Super yummy, vegan, high in fiber and a crowd-pleaser–who could ask for anything more? It’s easy to make changes to suit you preferences, and I bet a mango would go beautifully in the mix instead of a yellow pepper.
3/4 cup quinoa
2 T canola or other oil
1 yellow onion, chopped
4 cloves garlic, minced
1 1/2 teaspoons cumin
1 teaspoon paprika
1/2 teaspoon cayenne pepper (to taste)
1/2 teaspoon sea salt
1 1/2 cups veggie or chicken broth
1 cup cherry tomatoes
1 can of black beans, rinsed
1/3 cup (packed) chopped cilantro (optional)

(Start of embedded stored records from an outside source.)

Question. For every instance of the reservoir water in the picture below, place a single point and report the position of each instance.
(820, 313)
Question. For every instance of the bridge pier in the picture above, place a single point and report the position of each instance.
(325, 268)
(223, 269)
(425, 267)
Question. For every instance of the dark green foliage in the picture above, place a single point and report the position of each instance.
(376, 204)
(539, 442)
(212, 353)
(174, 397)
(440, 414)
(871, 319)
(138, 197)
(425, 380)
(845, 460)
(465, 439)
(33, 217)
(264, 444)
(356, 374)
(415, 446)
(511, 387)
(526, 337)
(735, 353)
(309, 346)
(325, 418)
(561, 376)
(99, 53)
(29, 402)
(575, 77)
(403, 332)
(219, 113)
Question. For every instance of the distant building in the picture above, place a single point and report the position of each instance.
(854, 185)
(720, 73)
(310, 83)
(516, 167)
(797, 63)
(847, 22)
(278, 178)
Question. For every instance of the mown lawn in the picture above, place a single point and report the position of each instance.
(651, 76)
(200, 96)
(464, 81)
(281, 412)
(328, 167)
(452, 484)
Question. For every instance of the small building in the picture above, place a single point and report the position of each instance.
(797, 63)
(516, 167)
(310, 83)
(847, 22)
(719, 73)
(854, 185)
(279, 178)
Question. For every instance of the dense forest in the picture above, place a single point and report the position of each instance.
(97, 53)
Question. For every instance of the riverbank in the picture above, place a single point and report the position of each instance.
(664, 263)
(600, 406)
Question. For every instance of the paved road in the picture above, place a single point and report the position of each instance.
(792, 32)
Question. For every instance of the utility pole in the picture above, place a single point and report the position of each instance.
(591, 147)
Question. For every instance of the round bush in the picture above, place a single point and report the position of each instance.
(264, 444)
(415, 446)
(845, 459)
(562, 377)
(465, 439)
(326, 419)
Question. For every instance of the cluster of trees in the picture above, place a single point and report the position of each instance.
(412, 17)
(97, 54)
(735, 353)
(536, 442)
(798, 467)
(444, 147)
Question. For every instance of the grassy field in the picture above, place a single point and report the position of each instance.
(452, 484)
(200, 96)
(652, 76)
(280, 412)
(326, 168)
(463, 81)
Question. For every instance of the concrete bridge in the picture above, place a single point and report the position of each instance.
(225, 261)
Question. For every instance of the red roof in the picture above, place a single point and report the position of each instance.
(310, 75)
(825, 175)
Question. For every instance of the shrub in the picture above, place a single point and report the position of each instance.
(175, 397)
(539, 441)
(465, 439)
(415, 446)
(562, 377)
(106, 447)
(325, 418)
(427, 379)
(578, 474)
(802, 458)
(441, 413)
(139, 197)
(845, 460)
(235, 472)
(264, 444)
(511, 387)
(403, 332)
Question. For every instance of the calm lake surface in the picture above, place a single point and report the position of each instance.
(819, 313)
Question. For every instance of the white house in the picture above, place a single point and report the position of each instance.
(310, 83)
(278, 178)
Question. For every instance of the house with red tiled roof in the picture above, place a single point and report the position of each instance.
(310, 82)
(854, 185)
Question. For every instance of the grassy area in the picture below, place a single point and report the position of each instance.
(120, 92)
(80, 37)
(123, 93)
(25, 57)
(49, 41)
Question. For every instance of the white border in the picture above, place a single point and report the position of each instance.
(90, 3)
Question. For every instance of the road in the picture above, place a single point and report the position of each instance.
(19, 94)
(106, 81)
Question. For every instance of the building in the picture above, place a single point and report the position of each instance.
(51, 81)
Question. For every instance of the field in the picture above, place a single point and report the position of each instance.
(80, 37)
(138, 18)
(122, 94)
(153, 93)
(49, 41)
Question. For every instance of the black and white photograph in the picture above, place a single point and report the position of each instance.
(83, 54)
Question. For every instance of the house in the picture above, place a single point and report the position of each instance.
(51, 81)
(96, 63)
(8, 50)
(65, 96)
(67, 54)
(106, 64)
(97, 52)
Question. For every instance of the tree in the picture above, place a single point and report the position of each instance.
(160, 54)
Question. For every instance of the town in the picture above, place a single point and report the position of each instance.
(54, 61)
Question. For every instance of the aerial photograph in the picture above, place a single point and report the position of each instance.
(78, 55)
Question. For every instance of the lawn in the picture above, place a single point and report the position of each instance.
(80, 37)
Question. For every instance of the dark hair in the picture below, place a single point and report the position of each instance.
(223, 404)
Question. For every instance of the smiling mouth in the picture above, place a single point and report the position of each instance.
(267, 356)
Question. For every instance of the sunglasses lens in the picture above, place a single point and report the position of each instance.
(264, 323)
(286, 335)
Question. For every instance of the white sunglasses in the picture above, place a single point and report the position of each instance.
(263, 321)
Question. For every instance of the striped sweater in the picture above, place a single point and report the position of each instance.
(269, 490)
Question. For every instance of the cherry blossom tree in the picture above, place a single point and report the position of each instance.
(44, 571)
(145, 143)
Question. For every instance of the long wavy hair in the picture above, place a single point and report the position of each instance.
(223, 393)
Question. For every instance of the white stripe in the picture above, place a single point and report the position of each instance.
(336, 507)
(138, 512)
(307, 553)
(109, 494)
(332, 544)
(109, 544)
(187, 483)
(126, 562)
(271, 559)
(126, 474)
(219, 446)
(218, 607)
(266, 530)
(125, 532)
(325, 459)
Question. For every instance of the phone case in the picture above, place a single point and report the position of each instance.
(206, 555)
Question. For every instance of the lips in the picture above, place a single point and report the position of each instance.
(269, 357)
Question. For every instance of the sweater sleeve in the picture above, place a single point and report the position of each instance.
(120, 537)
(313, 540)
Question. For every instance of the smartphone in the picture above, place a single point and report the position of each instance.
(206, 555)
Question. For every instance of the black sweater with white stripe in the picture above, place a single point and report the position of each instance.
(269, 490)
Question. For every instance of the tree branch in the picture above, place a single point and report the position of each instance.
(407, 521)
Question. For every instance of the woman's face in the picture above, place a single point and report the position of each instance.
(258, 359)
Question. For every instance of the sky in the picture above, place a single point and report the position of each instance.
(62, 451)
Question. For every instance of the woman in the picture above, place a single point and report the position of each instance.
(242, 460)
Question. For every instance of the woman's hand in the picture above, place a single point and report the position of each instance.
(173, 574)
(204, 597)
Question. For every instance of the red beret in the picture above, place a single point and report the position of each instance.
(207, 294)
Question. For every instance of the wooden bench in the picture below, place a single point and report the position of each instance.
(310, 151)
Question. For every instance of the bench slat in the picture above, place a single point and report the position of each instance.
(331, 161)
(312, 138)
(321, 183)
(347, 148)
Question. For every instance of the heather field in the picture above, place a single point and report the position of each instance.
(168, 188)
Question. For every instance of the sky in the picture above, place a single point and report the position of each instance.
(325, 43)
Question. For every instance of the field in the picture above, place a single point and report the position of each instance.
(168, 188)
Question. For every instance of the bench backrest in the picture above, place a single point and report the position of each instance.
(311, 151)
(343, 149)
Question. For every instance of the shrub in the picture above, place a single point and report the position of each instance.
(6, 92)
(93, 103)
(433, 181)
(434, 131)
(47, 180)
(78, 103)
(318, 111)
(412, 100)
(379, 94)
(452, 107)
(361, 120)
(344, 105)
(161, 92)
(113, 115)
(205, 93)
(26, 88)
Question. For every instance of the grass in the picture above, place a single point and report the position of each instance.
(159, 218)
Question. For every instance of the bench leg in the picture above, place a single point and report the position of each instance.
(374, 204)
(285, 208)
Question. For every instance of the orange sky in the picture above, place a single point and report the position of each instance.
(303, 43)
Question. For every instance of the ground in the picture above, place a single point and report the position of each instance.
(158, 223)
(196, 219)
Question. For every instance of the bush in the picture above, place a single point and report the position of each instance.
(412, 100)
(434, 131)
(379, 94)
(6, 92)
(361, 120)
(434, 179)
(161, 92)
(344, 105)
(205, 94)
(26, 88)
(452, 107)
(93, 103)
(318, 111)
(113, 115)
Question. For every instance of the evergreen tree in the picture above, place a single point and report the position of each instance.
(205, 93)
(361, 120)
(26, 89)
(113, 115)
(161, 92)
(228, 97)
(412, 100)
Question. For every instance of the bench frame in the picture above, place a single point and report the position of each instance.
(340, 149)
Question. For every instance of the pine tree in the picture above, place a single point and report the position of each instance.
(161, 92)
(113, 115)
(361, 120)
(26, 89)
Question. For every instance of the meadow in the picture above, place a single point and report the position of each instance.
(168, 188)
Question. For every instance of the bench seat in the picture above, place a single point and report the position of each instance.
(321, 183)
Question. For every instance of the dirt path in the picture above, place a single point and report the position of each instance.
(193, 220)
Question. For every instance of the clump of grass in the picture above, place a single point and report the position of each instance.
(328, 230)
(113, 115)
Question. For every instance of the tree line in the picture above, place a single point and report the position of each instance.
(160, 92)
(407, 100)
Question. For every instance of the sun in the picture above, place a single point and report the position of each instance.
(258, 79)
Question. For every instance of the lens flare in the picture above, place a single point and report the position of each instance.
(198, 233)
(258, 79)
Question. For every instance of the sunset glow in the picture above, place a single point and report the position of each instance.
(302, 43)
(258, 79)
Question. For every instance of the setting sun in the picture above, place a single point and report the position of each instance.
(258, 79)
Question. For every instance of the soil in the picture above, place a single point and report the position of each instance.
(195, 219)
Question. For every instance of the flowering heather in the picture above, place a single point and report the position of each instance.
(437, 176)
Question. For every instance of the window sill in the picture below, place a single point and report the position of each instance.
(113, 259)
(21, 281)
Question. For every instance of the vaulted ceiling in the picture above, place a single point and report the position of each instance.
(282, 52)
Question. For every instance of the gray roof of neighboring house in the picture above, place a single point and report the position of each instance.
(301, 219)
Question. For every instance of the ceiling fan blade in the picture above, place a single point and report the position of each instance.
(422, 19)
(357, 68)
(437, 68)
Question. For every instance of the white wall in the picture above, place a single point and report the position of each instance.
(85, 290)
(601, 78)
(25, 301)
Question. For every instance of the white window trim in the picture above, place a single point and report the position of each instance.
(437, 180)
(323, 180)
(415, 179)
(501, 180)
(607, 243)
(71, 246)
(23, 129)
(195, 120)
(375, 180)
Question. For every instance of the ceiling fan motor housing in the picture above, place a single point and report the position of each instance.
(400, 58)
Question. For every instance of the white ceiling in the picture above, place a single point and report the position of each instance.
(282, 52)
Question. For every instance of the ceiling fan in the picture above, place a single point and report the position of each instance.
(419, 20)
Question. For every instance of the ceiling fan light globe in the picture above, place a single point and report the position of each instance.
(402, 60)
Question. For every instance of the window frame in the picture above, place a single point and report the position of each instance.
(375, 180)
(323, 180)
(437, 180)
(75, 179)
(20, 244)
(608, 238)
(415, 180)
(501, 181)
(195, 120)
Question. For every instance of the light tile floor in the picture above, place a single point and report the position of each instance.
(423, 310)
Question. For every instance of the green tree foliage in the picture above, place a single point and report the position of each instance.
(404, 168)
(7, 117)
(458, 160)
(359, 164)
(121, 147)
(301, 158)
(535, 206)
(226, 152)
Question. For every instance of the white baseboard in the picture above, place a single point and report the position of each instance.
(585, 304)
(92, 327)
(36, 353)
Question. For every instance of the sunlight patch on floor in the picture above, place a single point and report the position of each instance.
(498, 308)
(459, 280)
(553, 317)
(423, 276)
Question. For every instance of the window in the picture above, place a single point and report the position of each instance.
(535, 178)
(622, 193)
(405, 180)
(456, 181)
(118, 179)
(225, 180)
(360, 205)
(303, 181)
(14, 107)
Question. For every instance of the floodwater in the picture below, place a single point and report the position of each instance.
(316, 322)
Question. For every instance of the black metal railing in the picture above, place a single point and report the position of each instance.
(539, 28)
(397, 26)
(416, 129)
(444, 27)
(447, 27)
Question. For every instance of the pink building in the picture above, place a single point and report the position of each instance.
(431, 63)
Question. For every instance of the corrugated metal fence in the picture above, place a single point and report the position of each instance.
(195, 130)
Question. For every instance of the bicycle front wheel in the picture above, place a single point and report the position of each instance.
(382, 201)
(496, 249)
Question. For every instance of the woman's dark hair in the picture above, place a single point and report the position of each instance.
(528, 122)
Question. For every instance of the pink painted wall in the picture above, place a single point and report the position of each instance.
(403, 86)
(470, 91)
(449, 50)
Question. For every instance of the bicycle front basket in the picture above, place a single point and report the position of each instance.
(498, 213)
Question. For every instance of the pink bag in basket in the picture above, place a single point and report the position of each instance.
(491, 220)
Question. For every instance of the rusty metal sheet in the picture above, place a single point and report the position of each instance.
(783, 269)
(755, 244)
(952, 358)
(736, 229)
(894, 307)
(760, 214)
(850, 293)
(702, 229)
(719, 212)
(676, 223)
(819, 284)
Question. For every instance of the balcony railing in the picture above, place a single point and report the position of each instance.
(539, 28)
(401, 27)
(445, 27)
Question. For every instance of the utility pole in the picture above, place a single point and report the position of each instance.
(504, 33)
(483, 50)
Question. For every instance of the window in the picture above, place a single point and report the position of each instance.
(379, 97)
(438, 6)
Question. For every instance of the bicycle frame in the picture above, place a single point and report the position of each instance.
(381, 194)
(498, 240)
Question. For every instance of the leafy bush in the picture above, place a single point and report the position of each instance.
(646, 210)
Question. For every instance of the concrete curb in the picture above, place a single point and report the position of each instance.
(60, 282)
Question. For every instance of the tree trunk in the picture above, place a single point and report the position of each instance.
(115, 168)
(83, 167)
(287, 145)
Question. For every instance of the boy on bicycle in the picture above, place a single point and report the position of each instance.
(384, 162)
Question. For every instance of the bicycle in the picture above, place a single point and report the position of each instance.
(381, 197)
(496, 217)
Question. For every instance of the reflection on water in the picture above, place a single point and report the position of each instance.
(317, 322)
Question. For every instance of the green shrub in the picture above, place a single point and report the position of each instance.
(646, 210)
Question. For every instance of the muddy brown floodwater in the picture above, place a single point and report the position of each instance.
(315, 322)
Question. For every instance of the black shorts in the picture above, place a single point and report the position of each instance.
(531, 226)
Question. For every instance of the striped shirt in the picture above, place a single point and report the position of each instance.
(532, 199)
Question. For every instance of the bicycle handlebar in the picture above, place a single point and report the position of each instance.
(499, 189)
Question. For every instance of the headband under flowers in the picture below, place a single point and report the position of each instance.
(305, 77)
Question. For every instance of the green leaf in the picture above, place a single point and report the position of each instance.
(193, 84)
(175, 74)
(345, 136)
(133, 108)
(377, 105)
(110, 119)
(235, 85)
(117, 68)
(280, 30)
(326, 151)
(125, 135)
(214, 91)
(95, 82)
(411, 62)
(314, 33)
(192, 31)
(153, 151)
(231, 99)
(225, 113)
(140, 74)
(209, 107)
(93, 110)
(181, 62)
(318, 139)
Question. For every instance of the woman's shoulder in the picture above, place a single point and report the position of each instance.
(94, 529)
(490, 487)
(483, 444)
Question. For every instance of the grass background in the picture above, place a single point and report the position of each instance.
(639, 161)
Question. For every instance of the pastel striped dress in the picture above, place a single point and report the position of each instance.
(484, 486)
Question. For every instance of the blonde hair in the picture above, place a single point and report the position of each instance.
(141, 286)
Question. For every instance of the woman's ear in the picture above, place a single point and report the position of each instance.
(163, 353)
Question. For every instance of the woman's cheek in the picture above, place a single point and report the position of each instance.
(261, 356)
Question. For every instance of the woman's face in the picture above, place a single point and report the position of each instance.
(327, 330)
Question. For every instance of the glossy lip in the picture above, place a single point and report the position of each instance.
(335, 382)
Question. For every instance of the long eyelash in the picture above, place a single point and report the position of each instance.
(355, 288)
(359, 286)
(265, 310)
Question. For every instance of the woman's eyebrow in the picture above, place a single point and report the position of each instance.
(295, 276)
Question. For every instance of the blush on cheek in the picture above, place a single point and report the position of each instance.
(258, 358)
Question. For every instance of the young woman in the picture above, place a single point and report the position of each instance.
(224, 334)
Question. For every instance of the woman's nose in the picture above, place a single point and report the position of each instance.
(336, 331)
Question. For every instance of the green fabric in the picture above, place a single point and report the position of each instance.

1 yellow, orange or red bell pepper, chopped
1/2 semi-firm avocado
1/4 jalapeño pepper (optional)
salt and pepper to taste
Toast the quinoa for 15 minutes over medium heat in a dry skillet for 15 min or until you start to smell a toasty aroma and the kernels darken slightly (optional, but brings out a nice nutty flavor). Put quinoa aside.
Sauté the onions for 3-4 minutes over medium heat, stirring occasionally. Add in the minced garlic and sauté 2 minutes more. Add in the quinoa, broth, cumin, salt, cayenne and paprika, bring to a boil, cover, and let simmer for 20 minutes or until the broth is absorbed. Allow to cool.
Toss quinoa mixture with rinsed beans, sliced tomatoes, yellow pepper, cilantro and jalapeño, if using. Add salt and pepper to taste. Slice avocado and put on top. Squeeze a half of a lime on the salad.